Lionsgate Home Entertainment // R // September 19, 2008
List Price: Unknown [Buy now and save at Anrdoezrs]

Review by Brian Orndorf | posted September 19, 2008 | E-mail the Author
The more Dane Cook craves leading man status and comedy credibility, the more it eludes him.

"My Best Friend's Girl" is Cook's third attempt to turn himself into box office gold, and he's wised up for this effort, luring Kate Hudson and her fan base into the fold for this round of slapstick. However, there could be a supporting turn from Will Smith, gas gift cards under every theater seat, and certified proof who killed JFK revealed only after the end credits and it still wouldn't salvage Cook's remarkable ability to select the worst possible starring vehicles for himself. "Girl" is just another step in the multiplex mangling of Cook's once proud name.

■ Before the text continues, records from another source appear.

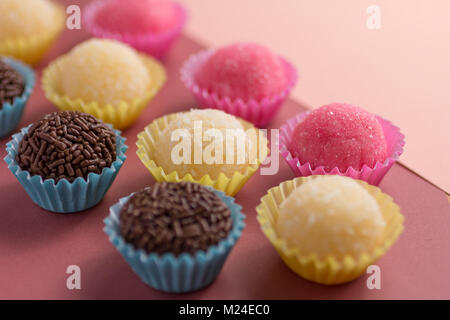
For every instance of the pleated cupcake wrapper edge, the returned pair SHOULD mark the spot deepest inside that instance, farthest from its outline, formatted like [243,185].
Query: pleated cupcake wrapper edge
[65,197]
[120,116]
[329,270]
[394,138]
[168,272]
[156,45]
[146,138]
[11,114]
[257,112]
[31,49]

Dustin (Jason Biggs) is a lovesick stooge who pines daily for his ex-girlfriend, Alexis (Kate Hudson). Hoping to win her back, Dustin asks loutish friend Tank (Dane Cook) to take Alexis out on a hideous date to show her how good she had it when she spent time with a nice guy. The plan immediately backfires when Alexis becomes involved with Tank, sending Dustin into a tailspin where he reconsiders his polite attitude towards women. Now stuck with a girlfriend, Tank finds he's falling in love with Alexis, a perfect contradiction to his professional lothario ways. As the two try to preserve a relationship, Dustin grows increasingly disgusted, leading Tank to reconsider his errant ways.

It just isn't enough for Dane Cook to make lousy comedies ("Employee of the Month," "Good Luck Chuck"), the man now has his own formula for failure. The screenplay by Jordan Cahan is programmed to follow the basic Cook rules: introduce obnoxious bastard, challenge obnoxious bastard, and have obnoxious bastard redeemed. It's a template followed to the letter in "Girl," a terrifically awful comedy that doesn't even desire to be funny after introductions are made. The picture depends completely on Cook's whiplash way with a punchline, and if that's the only thing propping up the jokes, the audience might as well pack up and head back home after the opening titles.

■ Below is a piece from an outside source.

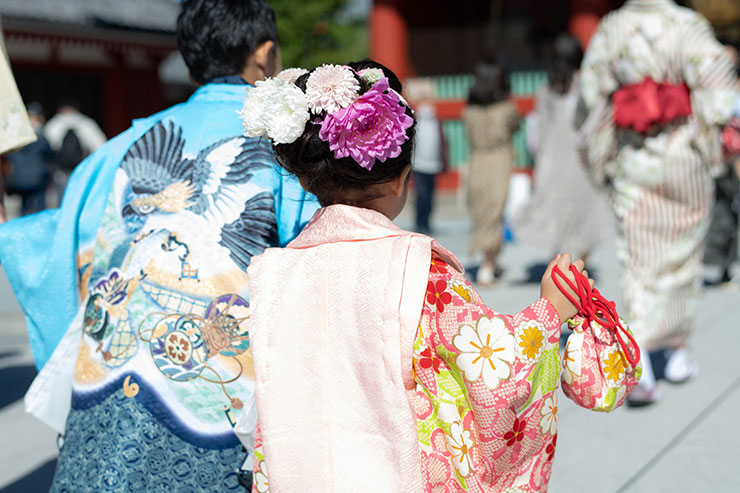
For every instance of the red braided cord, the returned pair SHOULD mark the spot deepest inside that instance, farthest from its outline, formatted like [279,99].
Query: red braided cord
[592,306]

Controversial statement coming: Cook can be hilarious. There, I said it. I'm simply mystified with his big screen acting selections. "Girl" is an unimaginative, careless romantic comedy that prides itself on vulgarity and sincerity, mixing the qualities to putrid results. Cook made up his mind long ago that he wants to be taken seriously as a leading man. "Girl" is a sort of predictable malarkey that kills careers; it's a calculated attempt to woo the men with genital-based humor and tickle women with some romantic jousting. The formula has worked before, but Cahan's script is a simpleminded effort perfect for anyone who's never actually seen a movie before, and who does the production rope in to direct? Howard Deutch, the mastermind behind "Grumpier Old Men," "The Odd Couple II," and "The Whole Ten Yards." Why not let Cook helm this junk himself?

There's really not much to say about "Girl" outside of the basics: it's an outrageously unfunny picture, the sex jokes reek of a fifth-grader script polish, the romantic beats have been photocopied from other screenplays, and the production brought in Jason Biggs to score extra laughs. I think just including the name "Jason Biggs" and the word "comedy" in the same sentence makes this review illegal in 17 states. He's awful, Hudson is bored trying to decode a brazenly one-note character, co-star Lizzy Caplan is somewhere in orbit doing her best Andrew Dice Clay impression, Alec Baldwin (as Tank's revolting father) is making an alimony payment, and Cook finds himself hilarious when he's actually quite the opposite in a very vivid manner.

When "My Best Friend's Girl" stops the laughs completely to sort out the emotional shards left behind by Tank's destructive mission, it comes off like an elaborate prank played on a viewer to watch the movie take itself so seriously, as though an earlier scene of Tank simulating cunninglingus with a piece of dinner-special fish never even existed. I'm supposed to care about these characters now? If Cook wants to make a comedy, he should just make a goddamn comedy. Injecting sickening artificial sentiment into everything he does only hastens his eventual cowboy ride into cultural obscurity, it doesn't prevent it.